Once again in Decalog, I felt like this could have been a bit longer and perhaps landed more firmly.  Everyone involved moves on a smidge too fast, particularly the Doctor and Tegan who return in an instant to a recurring conversation about the fate of Adric.  (It’s less poignant than it is eye-rolling, although it does fit the story’s theme.)  So it’s not quite the perfectly-formed gem it could have been, but it’s clever and sweet, and suits the format better than most.

*

Playback
by Stephen James Walker
Okay, so this is technically the first story of the bunch, but then it’s also all of the middle bits and, more importantly, the end of Decalog itself, so I’m doing it last.

A first-person tale of a private detective meeting a strange amnesiac man with capacious pockets (guess who), this is little more than a framing device for those other stories.  And okay, it’s not a bad framing device.  It reads just like a first-person private eye story ought to: the guy’s a healthily suspicious American wiseass, and the Doctor is an apparently unsolvable mystery.  Not knowing where else to start, he takes the Doctor to a psychometrist and has him “read” the objects in his pocket.  Each object has a story to tell, and presto, Decalog.  Two major points to pick on here, I suppose:

1) Walker’s portion of the story has a few arresting scenes, in particular an eerily out-of-character moment where the Doctor goes to bludgeon a man with a rock.  There’s a certain atmosphere to the psychometrist’s home.  And putting all the Playback bits in bold type is a neat way to tell the stories apart.  But it’s filler, no getting away from that, with all those in-between bits being especially flimsy.  They’re the narrative equivalent of getting up to change discs.  In the end, when it turns out one of those bits heralded a clue, I went back and read it again to make sure I hadn’t missed it.  Turns out it was pretty low-key after all, but even so, it’s difficult to engage with one-and-a-bit pages stuffed between obviously unconnected stories.

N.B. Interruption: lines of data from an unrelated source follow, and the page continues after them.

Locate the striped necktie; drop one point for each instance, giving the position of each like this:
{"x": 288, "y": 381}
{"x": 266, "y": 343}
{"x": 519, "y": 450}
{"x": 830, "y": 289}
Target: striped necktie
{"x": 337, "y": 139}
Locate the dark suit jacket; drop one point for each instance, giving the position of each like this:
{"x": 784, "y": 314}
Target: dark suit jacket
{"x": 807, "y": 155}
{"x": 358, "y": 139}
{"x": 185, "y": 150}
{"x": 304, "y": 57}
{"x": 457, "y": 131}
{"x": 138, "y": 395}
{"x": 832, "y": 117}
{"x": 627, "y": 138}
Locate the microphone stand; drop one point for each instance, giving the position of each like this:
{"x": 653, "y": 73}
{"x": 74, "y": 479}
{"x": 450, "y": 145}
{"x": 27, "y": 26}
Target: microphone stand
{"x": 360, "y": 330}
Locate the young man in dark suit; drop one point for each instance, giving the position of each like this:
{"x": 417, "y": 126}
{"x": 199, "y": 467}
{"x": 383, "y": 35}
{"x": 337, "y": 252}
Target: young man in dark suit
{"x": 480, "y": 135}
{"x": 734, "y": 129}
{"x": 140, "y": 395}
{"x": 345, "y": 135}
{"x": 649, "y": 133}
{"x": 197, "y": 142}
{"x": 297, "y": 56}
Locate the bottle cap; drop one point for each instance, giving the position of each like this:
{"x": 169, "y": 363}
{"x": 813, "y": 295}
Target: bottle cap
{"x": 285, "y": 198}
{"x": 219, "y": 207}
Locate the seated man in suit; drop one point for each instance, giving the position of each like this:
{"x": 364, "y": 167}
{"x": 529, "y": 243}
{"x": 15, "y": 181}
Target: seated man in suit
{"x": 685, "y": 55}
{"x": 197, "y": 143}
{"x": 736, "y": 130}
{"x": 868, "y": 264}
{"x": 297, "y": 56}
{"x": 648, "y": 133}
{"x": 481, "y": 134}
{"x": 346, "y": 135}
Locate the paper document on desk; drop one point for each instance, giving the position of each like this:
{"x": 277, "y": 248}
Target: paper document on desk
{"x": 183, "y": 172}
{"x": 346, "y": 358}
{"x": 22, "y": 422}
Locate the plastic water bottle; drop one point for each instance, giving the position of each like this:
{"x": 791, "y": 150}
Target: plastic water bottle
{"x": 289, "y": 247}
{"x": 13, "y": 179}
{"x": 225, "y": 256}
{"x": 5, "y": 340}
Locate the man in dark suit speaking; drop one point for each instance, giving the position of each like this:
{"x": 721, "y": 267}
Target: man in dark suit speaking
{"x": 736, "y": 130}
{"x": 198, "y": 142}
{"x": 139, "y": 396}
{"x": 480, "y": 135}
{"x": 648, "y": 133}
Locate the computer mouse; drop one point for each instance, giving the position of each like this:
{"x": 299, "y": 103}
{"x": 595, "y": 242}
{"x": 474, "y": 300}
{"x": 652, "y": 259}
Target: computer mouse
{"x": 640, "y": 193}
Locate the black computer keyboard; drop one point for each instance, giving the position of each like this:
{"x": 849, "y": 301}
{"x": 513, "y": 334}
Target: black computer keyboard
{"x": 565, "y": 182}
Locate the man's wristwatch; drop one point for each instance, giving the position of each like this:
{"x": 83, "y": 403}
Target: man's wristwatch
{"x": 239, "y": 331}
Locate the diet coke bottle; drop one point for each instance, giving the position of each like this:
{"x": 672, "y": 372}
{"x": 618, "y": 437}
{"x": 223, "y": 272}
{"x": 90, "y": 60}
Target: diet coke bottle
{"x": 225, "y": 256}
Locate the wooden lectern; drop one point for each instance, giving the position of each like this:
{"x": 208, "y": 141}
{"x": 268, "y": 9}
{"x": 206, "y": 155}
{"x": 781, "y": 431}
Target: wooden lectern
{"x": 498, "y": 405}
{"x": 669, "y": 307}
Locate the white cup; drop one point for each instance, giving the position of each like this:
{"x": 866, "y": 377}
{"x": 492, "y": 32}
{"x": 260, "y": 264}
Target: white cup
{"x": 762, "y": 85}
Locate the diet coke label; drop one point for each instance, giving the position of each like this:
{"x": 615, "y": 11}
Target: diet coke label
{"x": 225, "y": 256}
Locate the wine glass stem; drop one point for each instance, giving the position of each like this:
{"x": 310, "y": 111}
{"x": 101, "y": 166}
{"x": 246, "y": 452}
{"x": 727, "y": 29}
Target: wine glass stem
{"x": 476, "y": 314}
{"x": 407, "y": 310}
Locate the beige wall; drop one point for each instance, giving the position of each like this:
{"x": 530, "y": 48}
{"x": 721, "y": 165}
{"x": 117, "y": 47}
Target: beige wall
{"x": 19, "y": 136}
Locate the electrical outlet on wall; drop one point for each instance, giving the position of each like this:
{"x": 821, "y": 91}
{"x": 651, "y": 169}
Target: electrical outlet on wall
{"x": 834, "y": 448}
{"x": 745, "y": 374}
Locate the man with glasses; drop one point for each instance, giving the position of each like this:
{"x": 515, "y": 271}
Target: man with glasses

2) They are unconnected.  I’m guessing each writer had a brief of “Write a story with an object in it,” but that’s as far as the link goes, with the object often being the most forgettable aspect.  So when the ending rolls around, and it does reprise some ideas from earlier – spoiler alert, none of my favourites – it still doesn’t pay off the rigmarole of telling a bunch of stories about the Doctor.  Only one of stories was relevant, and goodie, it was the ethnic cleansing one.  (Spoiler – oh, dang it.  But I guess I don’t mind spoiling bad bits.  “The Holocaust Was Aliens” is an embarrassingly silly kind of revisionism, especially when you rush it like this.)

Playback is fine for what it is: the somewhat thankless job of getting us from A to B.  As for Decalog, it’s an experiment, and it’s neither entirely successful nor a failure.  The stories are mostly enjoyable (with the notable exception of Fascination – too late to send it back?), although they tend to struggle with the format.  It must be hard to go from writing full-length novels to cramming this stuff into a fraction of one, and it would perhaps be unfair to expect them all to land on their feet first time.  I’d still recommend Duke Of Dominoes, Scarab Of Death, Book Of Shadows and Lackaday Express to varying degrees, and I’ll approach the next batch with optimism.  This could work.